"You should have come to me."

"Sometimes it's better to wait. We have our chickens and pigs. We're not starving."

"You can't make tortillas out of chickens and pigs," said Raul.

Salvador laughed soundlessly, and the upper part of his body shook. He untied the corn sack and shouldered its weight easily. Barefooted, standing there, legs spread, one hand balancing the burlap, he faced Raul, the sun streaming over his whites.
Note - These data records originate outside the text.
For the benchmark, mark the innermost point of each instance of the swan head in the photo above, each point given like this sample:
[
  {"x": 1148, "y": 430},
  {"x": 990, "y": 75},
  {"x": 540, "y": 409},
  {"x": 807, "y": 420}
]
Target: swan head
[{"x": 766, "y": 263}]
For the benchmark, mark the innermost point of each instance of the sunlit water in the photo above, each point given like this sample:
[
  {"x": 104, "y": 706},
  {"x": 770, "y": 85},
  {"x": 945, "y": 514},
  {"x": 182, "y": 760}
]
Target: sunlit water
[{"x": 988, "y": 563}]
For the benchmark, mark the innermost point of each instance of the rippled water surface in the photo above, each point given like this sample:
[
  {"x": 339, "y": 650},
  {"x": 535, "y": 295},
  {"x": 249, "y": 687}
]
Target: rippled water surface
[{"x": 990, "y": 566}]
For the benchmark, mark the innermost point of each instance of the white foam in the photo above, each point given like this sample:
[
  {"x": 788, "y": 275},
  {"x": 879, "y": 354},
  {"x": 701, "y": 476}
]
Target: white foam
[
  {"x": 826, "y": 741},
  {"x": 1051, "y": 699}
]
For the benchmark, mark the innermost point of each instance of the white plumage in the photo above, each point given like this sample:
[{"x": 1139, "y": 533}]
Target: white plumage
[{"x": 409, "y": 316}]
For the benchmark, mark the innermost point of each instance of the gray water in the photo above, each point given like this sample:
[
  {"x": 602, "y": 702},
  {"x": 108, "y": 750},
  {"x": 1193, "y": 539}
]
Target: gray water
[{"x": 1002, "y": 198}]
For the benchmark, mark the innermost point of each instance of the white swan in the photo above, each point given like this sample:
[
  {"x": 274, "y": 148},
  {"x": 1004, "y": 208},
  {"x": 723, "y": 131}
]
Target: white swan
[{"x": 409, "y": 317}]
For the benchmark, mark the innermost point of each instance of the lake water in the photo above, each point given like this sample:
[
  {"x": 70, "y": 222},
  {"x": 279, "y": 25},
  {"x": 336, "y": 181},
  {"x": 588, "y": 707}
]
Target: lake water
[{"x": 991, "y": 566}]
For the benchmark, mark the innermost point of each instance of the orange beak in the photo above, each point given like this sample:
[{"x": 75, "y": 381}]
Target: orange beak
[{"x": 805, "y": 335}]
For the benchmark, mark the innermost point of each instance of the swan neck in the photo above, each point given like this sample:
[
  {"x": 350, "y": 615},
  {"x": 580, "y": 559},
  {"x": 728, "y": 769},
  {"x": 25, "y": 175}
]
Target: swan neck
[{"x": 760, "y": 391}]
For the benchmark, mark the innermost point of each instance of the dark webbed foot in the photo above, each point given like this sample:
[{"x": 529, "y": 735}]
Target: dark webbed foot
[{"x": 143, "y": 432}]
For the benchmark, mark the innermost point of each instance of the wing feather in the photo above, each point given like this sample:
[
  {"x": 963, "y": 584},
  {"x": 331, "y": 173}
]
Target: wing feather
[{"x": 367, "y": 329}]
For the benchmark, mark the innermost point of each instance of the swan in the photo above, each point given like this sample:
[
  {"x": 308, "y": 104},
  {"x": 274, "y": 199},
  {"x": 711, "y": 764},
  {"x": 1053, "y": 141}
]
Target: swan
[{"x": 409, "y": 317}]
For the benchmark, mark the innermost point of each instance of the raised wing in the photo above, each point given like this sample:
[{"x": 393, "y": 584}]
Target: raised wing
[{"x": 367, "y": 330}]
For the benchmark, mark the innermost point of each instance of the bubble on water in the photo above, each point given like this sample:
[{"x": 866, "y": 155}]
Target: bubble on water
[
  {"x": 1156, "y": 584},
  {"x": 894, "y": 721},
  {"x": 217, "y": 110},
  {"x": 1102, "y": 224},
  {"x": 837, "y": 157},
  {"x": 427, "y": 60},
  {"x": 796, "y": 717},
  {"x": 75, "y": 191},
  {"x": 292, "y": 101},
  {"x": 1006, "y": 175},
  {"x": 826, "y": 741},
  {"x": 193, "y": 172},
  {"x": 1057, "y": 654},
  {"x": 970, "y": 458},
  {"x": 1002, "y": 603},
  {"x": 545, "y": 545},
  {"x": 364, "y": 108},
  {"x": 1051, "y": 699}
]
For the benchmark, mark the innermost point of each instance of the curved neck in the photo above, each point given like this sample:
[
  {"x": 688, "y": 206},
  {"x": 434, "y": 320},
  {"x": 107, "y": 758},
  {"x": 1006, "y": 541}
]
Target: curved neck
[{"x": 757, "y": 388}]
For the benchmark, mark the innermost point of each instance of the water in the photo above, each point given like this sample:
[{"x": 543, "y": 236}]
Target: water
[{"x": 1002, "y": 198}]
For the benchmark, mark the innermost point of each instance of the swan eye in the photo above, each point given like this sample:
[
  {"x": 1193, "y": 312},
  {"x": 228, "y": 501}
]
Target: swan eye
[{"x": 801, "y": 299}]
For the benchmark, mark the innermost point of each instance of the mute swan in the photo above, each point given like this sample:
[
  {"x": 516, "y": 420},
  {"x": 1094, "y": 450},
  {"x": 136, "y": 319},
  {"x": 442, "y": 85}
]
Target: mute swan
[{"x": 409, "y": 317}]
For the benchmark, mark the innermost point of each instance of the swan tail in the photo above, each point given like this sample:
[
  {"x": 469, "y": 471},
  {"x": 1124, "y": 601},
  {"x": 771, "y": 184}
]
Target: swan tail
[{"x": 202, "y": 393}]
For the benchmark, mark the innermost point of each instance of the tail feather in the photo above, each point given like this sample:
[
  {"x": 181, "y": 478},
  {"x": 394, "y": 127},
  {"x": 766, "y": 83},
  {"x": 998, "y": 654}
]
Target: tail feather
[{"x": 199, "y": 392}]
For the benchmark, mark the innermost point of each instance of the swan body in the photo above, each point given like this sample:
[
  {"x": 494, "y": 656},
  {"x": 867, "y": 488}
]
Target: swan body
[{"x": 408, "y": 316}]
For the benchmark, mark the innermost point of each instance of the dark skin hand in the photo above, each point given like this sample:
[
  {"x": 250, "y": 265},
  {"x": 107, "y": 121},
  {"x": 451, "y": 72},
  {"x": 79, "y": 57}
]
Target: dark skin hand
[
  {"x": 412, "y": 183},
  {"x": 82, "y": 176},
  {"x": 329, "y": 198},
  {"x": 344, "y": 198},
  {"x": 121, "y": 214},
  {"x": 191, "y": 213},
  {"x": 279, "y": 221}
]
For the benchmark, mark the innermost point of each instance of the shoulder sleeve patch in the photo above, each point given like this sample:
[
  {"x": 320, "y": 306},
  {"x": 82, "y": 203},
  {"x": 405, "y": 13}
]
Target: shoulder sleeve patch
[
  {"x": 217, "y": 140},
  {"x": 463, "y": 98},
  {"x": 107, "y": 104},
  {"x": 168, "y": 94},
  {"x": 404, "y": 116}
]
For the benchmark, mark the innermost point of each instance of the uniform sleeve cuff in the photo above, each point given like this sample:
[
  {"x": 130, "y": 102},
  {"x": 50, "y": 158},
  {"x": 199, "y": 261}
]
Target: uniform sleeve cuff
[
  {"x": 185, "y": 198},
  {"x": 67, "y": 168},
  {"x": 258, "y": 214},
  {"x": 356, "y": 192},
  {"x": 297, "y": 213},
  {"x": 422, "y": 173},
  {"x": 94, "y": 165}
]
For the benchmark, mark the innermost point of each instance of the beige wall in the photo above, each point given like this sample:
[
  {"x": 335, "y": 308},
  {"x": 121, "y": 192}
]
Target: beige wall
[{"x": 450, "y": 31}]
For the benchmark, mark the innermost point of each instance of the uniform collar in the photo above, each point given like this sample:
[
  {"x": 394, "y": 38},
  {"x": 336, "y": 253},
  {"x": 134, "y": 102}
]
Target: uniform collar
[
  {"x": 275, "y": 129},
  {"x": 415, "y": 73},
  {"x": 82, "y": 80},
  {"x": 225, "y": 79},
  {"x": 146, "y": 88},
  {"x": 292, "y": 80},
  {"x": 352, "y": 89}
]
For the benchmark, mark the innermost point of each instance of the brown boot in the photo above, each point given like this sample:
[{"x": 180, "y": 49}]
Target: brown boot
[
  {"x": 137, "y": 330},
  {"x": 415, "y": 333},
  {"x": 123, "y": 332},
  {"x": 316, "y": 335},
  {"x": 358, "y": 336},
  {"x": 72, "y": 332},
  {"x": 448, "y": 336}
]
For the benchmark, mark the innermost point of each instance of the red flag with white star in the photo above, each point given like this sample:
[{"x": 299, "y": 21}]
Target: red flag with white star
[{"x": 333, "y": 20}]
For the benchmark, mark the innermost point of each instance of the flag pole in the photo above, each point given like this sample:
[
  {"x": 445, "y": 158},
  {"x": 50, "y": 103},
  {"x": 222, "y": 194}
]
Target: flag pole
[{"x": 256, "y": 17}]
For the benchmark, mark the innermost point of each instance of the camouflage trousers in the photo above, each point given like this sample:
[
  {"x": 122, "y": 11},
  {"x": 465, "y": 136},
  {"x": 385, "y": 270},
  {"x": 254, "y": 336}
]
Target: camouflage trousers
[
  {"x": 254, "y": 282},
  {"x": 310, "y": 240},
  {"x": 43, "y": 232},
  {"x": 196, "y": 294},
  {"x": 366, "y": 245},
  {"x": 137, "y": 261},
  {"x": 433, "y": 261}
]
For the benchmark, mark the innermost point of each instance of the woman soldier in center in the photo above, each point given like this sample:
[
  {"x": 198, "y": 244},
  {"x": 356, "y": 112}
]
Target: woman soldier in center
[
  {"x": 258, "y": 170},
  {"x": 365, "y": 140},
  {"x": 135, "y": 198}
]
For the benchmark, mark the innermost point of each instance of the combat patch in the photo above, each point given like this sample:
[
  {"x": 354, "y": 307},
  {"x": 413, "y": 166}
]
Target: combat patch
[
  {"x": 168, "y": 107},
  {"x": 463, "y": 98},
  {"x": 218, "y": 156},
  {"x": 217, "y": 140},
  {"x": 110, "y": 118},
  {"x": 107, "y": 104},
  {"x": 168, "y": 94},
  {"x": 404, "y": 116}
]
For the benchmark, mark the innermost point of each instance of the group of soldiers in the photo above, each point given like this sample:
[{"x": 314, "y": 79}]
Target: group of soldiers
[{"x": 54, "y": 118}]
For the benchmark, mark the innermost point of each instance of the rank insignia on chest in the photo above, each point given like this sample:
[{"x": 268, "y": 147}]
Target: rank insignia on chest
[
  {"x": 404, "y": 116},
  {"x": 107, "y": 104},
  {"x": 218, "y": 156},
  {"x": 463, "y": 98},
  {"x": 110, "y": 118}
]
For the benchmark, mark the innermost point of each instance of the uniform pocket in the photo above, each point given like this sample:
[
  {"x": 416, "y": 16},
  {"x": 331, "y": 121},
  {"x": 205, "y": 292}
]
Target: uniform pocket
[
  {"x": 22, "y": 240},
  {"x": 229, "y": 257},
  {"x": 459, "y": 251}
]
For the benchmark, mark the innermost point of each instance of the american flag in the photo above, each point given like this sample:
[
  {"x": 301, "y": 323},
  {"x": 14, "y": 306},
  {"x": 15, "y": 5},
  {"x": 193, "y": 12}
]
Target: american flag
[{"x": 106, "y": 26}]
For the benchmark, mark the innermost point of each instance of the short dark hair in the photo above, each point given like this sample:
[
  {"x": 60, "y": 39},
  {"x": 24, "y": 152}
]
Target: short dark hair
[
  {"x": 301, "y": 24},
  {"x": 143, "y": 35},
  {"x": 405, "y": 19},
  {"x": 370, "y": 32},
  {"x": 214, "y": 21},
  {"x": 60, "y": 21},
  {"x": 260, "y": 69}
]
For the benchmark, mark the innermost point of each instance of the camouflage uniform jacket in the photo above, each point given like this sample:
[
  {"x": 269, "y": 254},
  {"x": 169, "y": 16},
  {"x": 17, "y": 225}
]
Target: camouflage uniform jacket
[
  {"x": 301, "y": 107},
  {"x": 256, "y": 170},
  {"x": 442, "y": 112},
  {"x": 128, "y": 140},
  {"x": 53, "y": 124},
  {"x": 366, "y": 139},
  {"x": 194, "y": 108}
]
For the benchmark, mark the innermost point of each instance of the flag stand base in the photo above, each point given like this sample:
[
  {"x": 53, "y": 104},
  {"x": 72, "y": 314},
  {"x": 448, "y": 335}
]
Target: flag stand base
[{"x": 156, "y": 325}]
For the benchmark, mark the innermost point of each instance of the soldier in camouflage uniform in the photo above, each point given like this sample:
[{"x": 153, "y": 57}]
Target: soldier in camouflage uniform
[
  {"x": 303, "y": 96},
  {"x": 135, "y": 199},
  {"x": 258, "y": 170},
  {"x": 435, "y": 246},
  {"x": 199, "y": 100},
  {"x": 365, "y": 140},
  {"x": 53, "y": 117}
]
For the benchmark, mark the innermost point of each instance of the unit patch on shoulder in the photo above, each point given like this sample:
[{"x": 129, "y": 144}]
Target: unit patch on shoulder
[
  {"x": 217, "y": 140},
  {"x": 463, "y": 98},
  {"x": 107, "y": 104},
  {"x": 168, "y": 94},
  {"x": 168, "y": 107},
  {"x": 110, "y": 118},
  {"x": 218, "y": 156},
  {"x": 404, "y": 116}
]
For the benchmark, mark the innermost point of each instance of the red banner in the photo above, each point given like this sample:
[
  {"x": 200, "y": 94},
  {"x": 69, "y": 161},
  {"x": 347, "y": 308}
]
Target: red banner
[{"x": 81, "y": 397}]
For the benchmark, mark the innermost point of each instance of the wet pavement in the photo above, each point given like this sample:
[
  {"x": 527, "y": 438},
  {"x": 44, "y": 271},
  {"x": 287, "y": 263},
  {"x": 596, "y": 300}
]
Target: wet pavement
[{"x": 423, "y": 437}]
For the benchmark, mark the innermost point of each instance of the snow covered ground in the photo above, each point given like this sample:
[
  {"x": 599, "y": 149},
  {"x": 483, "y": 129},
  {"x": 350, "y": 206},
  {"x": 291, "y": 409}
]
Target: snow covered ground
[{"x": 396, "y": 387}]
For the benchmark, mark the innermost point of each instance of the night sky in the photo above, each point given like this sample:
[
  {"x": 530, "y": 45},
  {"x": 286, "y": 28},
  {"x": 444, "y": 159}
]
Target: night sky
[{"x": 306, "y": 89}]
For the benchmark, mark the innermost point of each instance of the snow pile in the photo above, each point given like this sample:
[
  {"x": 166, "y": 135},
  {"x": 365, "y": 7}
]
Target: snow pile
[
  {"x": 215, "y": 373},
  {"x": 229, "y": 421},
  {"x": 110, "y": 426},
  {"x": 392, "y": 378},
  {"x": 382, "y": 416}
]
"Will you go inside and wait for me?" Salvador asked.

"I want to talk to you," said Raul.

He entered the low hut and sat on the packed earth floor and took a cigarette paper from his pocket. Presently, Salvador came in and sat against the wall opposite Raul, across the hut. Their feet almost touched. A broken candle lay on a termite-riddled chest that had been patched with a triangle of pine from which dangled a rusty padlock. Clothes and a folded hammock hung on pegs. There were no other furnishings. Outside, women gabbled over the corn sacks and children dashed about crying: "We've got corn.... Come, see the corn!"

Salvador fished out paper and tobacco and paper and tobacco became a cigarette with magical dexterity. The two smoked silently. They had met in this hut quite a few times through the years. Last September they had weathered a hurricane's tail behind these walls. As Raul smoked, he kept seeing the musician's face and sensing his own obligations.

"I want you to move to the house in a few days," Raul said. "I need your help, Salvador. I want you to turn out several carts; that means wheels, frames, and yokes."

"But Don Fernando doesn't want them," said Salvador, and his lip pulled away from his cigarette with a scrap of paper clinging to it. What was Don Raul thinking? What kind of quarrel would come of this?